Once it was time to board, I realized that Tony was still holding on to both our tickets. He handed them to the ticket checker person and said, “These are for the both of us.” I’m not the swoony type so I won’t admit to any such behavior. When we landed, he grabbed my carry on from the overhead bin and wheeled it into the airport. These are not things I’m used to and when he loaded “our” luggage onto a trolley, I was pretty certain he was a unicorn.
So that’s how we met. That’s my “meet cute.”
I do cheesy shit like this now.
Tony and I are now officially together. I mean, I changed my Facebook status. I NEVER do that. Ever. I did it because Tony likes things like that. He likes to be claimed and known. He’s proud of the fact that we’re together and he will be the first to say, “My girlfriend, Bassey.” I’m not that quick. I adore him and although it’s only been a few weeks, I definitely feel all the feelings.

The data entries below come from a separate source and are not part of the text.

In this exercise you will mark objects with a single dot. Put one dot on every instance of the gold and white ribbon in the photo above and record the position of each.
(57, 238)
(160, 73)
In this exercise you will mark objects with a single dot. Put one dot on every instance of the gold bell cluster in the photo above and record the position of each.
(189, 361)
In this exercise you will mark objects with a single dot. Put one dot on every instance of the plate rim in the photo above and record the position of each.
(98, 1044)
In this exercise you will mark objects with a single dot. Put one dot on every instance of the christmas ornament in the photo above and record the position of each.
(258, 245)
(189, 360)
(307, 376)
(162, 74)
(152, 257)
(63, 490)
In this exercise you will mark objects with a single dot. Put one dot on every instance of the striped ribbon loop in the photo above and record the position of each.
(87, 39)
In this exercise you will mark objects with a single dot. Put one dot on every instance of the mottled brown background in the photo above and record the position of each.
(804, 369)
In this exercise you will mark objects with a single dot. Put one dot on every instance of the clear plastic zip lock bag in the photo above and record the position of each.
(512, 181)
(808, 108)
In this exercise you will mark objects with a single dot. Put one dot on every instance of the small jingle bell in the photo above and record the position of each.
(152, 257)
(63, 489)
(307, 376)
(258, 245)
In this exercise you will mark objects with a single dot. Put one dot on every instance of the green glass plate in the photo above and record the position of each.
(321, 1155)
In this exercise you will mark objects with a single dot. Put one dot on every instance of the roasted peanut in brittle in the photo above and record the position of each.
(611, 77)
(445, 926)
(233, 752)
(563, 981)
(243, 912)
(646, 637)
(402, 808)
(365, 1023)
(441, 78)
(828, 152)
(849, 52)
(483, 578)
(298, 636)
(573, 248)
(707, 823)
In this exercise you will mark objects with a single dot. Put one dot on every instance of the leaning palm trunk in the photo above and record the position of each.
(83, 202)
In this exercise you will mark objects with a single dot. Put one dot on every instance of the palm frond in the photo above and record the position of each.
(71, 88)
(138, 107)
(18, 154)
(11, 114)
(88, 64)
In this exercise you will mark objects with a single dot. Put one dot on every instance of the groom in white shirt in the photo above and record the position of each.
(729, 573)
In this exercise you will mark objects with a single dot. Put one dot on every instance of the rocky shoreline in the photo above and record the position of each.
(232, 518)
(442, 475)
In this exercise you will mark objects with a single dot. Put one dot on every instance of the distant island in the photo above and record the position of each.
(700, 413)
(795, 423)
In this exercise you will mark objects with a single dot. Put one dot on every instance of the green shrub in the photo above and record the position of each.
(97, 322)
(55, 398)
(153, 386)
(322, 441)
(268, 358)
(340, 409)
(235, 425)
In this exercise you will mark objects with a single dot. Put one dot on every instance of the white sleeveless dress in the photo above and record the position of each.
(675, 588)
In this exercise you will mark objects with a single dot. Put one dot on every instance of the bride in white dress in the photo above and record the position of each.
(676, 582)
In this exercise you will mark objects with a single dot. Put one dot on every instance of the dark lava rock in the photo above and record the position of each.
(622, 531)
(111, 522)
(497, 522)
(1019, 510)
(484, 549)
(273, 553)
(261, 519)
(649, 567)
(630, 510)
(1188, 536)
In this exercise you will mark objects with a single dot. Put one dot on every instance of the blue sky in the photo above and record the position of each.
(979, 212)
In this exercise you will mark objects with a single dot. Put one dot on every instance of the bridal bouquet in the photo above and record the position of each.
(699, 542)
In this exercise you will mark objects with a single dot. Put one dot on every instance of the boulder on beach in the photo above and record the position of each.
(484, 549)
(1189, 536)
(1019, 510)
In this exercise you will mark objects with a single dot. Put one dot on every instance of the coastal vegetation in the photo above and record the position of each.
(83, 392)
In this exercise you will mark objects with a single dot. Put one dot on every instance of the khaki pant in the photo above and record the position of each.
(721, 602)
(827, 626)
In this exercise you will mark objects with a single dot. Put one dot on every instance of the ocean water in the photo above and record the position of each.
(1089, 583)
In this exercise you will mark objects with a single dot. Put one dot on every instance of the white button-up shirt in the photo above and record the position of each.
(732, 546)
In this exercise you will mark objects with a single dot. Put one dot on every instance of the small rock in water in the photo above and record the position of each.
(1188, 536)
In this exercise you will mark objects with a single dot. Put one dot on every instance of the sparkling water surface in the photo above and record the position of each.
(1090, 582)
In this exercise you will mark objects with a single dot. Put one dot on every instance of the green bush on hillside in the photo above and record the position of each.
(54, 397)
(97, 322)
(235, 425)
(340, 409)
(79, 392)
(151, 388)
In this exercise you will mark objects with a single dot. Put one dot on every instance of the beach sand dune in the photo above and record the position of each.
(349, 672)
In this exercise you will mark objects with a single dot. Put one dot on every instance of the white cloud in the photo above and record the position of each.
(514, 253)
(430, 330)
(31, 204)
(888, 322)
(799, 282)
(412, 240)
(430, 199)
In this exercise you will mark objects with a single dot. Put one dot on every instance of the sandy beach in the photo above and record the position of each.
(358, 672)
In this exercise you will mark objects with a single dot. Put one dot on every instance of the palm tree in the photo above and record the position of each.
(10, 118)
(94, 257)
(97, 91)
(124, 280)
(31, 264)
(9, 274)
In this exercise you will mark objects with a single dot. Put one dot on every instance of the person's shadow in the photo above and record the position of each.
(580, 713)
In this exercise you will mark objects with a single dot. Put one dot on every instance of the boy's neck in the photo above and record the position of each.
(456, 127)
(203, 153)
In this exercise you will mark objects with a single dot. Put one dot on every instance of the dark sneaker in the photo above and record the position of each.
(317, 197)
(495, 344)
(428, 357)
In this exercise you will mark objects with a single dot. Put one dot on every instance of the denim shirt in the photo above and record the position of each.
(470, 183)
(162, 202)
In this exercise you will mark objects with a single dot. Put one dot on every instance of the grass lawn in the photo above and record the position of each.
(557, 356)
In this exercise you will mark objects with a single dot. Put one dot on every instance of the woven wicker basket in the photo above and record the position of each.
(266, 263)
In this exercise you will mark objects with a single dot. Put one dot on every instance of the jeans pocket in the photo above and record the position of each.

I just don’t know what to call him.
Tony is the master of endearments.
When he calls he says, “Hello, my darling.” and I respond, “Hi… Tony.”
I’m training myself to say “babe” and “baby.” These are things I say to strangers freely, but with the person who is actually “sweetie” and “honey” I struggle.
The worst is “boyfriend.” I hate it. We are grown ass people in our 30s (though I’m considerably more into my 30s than he is). Saying, “My boyfriend, Tony,” makes me feel like a Taylor Swift song. Someone suggested “manfriend” and that’s just too “Tuesday’s With Morrie.” Lover? No.
I have absolutely no idea what to call him. My friends suggested, “My Tony.” and that was a great idea until the first time I said it and thought, “My LIttle Tony,” and burst into hysterical laughter. I don’t want to call him anything too fancy like, “paramour” or “mon cherie amour” because I am not into “Downton Abbey.”
This is something that probably bothers me more than it should. But after reading this New York Times article, “Unmarried Spouses Have a Way With Words,” I know I’m not alone.
But this pressure to call your significant other (too long) something is real. When I was younger, I liked the term “plus one” I saw it in an article and I was like, “Wow. That’s really cool.” But you try convincing a six-foot-seven Nigerian that “plus one” is even a thing, let alone a good thing. He’s fine with “my man” but claiming ownership in that way makes me uncomfortable. The hypocrite in me loves when he calls me his “girl” or “woman” or very recently, “my wife to be.”
I used to hate all this stuff. None of my last relationships were even called relationships. They were “situations.” So it’s strange to like being “claimed” the way Tony claims me. And all the PDA I used to hate, well, I don’t mind it so much anymore.
I’m in Nigeria for another three weeks, working on launching my non-profit, the Siwe Project, here in four months. So Tony and I have a little more time to figure it all out. It’s all very fast and usually this would send me running for the hills, but this feels exactly like it’s supposed to feel. It just makes sense. If only I could figure out what to call it and him.
I’m thinking of going with, “This is my Hugh Grant in every movie ever.” Or, “You know that scene in Love Jones?” He won’t get it, but I will and it’ll mean a lot more than he’ll ever understand.